Pierluigi Collina
Dans le Foot Mag n°18 (Mars 2010), magazine de la Fédération Française de Football, nous découvrons que Philippe Béhague, Conseiller Technique Régional en Arbitrage de la Ligue Nord-Pas-de-Calais, a mis en place, un stage à l’intention des jeunes arbitres sur le thème de « la gestion du stress et des conflits ». Béatrice Carrez, la psychologue du sport qui l’accompagne sur ce projet déclare : « le problème du stress chez les arbitres est réel. Une enquête conduite auprès de cent cinquante d’entre eux l’a démontré. Il est important de leur apprendre des techniques de gestion du stress comme la respiration ou la relaxation, et de les aider dans ce domaine ».
« Leur apprendre », « les aider »... Cette initiative me semble être un bon exemple à suivre. En effet, ne serait-il à pas plus judicieux d’offrir aux arbitres des savoirs destinés à les aider à exercer leur métier par une plus grande connaissance de leurs émotions, du stress, des ressources dont ils disposent pour appréhender les événements plutôt que de se réduire au simple jugement de leur prestation ? De plus, pourquoi les jeunes arbitres devraient-ils être les seuls à bénéficier de ce genre de stages ? Dès qu’il s’agit de traiter la question des aspects mentaux de la performance (qu’elle soit sportive ou arbitrale), une fâcheuse tendance consiste à l’associer à un jeune public de peur que la population adulte s’en trouve offusquée. Dans le cas des joueurs, si les clubs sont de plus en plus enclins à se tourner vers la préparation psychologique et mentale, c’est surtout pour l’intégrer dans les programmes de leur centre de formation. Pour les joueurs de leur effectif professionnel… la plupart du temps, il en est hors de question.

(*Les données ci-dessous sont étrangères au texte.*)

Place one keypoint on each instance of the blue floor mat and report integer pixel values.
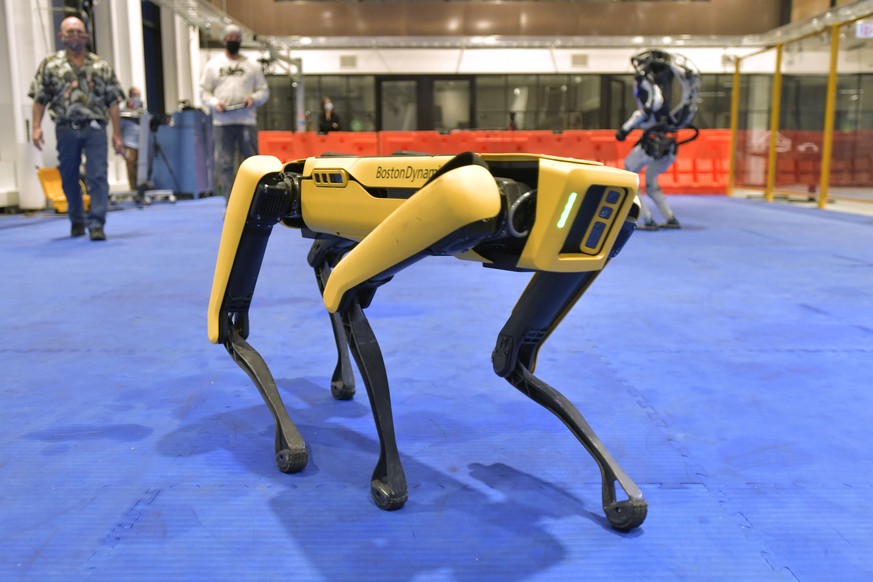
(726, 366)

La même tendance s’observe en dehors de la pratique sportive : il est plus fréquent d’entendre des adultes déclarer que leur enfant va voir un psychologue que de le confier au sujet d’eux-mêmes…
Dans le cas de l’arbitrage, la formation des jeunes arbitres représente le moment idéal pour s’ouvrir à certaines connaissances mais cela signifie-t-il que pour les autres ce travail s’avère inutile et que seule l’expérience doit jouer son rôle ? L’arbitrage représente une activité complexe sur le plan de la prise de décision. Au cours de son exercice, le directeur du jeu doit donc être en mesure de sélectionner les informations pertinentes de l’environnement et d’ignorer les autres, dans des contextes chargés émotionnellement. Suffirait-il de maîtriser les lois du jeu pour s’assurer un arbitrage de qualité ? Monsieur Collina (arbitre international italien, In 2004) nous livre un témoignage sur la situation de l’arbitre de haut niveau qui révèle la difficulté de la tâche qui leur incombe : « Il faut s’habituer, y compris par le biais de l’entraînement, à ne pas se laisser distraire par des facteurs extérieurs au terrain de jeu. Pour fournir une bonne prestation, il importe de s’extraire de tout ce qui nous entoure, oublier les milliards de personnes qui regardent le match à la télévision, ainsi que la pression exercée par les 80 000 spectateurs sur les gradins. L’expérience des moments semblables est naturellement un soutien inestimable mais il importe tout autant d’apprendre à se concentrer exclusivement sur ce qu’on est en train de faire et à s’isoler de tout le reste… » Ne serait-ce pas là un des rôles essentiels de l’intervenant en psychologie du sport ? Qu’il s’agisse de jeunes arbitres ou de moins jeunes, d’arbitres amateurs ou professionnels, il semble que ces hommes auraient tout à gagner à développer leur savoir sur leurs habiletés mentales et les techniques existantes en vue de les accompagner dans l’exercice de leur métier. L’expérience comme le dit Monsieur Collina est incontestablement une richesse mais ne pourrait-on pas chercher à l’accélérer quelque peu ?
Pour conclure, encore une fois, l’initiative de la Ligue Nord-Pas-de-Calais apparaît un bon exemple à suivre pour préparer et accompagner ces acteurs (hommes et femmes) dans leur tâche. Malgré tout, ils n’en resteront pas moins humains et par conséquent faillibles. A nous d’accepter de les regarder comme tels même s’il nous est souvent impossible de porter des jugements objectifs sur leurs prises de décisions tant, à notre tour, nous sommes débordés par nos émotions…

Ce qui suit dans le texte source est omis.